Clinical Implications and Future Research
Overall, the findings of this pilot study confirm that the mGAGE app may have an important use in future randomized controlled trials and grief interventions. Firstly, it can deliver real time daily data on symptom variability and intensity, which provides researchers with a tool to accurately investigate the heterogeneity in the fluctuations of PGD symptoms over time in future research (Bonanno & Malgaroli, 2020; Sveen et al., 2018). This may also be used to inform clinical assessments and treatment options by providing more depth and richer information than a singular self-report assessment. Secondly, daily monitoring can be used to track the effectiveness of grief interventions. As change in symptom severity may vary and effects may waver, mGAGE could be used as an addition to standard, face-to-face therapy and help to track progress and effectiveness, as suggested by Torous and Roux (2017). It could also be used in conjunction with existing online grief interventions (Wagner et al., 2006).
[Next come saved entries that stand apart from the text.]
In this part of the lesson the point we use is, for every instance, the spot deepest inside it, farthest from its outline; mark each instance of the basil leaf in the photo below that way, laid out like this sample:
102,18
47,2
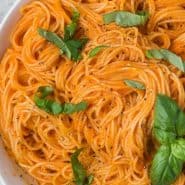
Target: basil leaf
53,107
167,55
165,167
178,149
75,46
135,84
169,120
79,171
56,40
126,19
96,50
70,29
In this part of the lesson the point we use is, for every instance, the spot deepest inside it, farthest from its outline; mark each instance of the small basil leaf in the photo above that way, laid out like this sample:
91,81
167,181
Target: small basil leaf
56,40
90,179
75,46
178,149
45,91
96,50
53,107
167,55
79,171
70,29
165,167
134,84
126,19
169,120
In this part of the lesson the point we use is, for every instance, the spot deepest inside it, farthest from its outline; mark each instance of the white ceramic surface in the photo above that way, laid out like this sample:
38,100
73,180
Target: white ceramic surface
9,172
5,6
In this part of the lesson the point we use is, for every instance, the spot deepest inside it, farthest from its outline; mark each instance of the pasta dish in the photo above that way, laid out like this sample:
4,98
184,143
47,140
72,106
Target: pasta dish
92,92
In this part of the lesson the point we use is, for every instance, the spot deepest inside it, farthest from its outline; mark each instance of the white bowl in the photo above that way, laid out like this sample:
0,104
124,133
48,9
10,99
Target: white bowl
9,172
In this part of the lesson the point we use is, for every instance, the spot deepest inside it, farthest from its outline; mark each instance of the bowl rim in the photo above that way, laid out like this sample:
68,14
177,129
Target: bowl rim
8,21
9,171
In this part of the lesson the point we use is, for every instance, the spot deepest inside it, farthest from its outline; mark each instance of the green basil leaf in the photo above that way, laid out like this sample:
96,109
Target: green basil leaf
90,179
79,171
126,19
53,107
165,167
56,40
164,54
96,50
169,120
70,29
75,46
178,149
134,84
Additionally, mGAGE has the potential to aid clinicians in identifying individuals with PGD. By facilitating early identification of cases and accelerating access to appropriate treatment, it could also prevent hospitalization or relapses (Whelan et al., 2015). Thirdly, the act of self-monitoring may be a useful intervention by increasing emotional self-awareness. Developing insight into the severity and variability of symptoms may be an effective therapeutic tool (Bakker & Rickard, 2018).
Limitations
This study was limited in the following ways. The sample size was small and homogeneous. It was a largely female sample of the same age group and education level. We did not include individuals from a clinical sample. This is the next required step to ensure acceptability for PGD diagnosis. There were also several technical issues with the app (such as server unavailable, only worked with internet connection) that may have prevented optimal data collection. In terms of the qualitative debriefing interviews, there may have been a social desirability effect as the participants were not blinded to the interviewer. The finding that two participants met criteria for PTSD or moderate PGD at T2 needs further investigation. Currently no participants at t1 or t2 met ‘strict’ criteria for PGD is reassuring as our intention was not to investigate a clinical sample in this pilot study. The diagnostic algorithm for PGD is currently under debate with no clear consensus on whether the ‘strict’ ‘moderate’ or another algorithm for ICD-11 PGD may yield the most reliable and valid diagnosis (Boelen & Lenferink, 2020). In the present study if a participant met criteria for moderate PGD, currently this does not necessarily indicate disorder. However, it may mean elevated symptoms. This should be monitored and follow up with a case control analysis or an RCT including a control group. Another significant limitation in the sample that requires follow up is the heterogeneity in the time criteria. Time since death is a significant predictor of grief symptom severity and although all included participants experienced a death more than 6 months ago, there was still large variability in the duration since loss. The impact of time since loss on daily sampling and grief symptom variability should be assessed in future studies.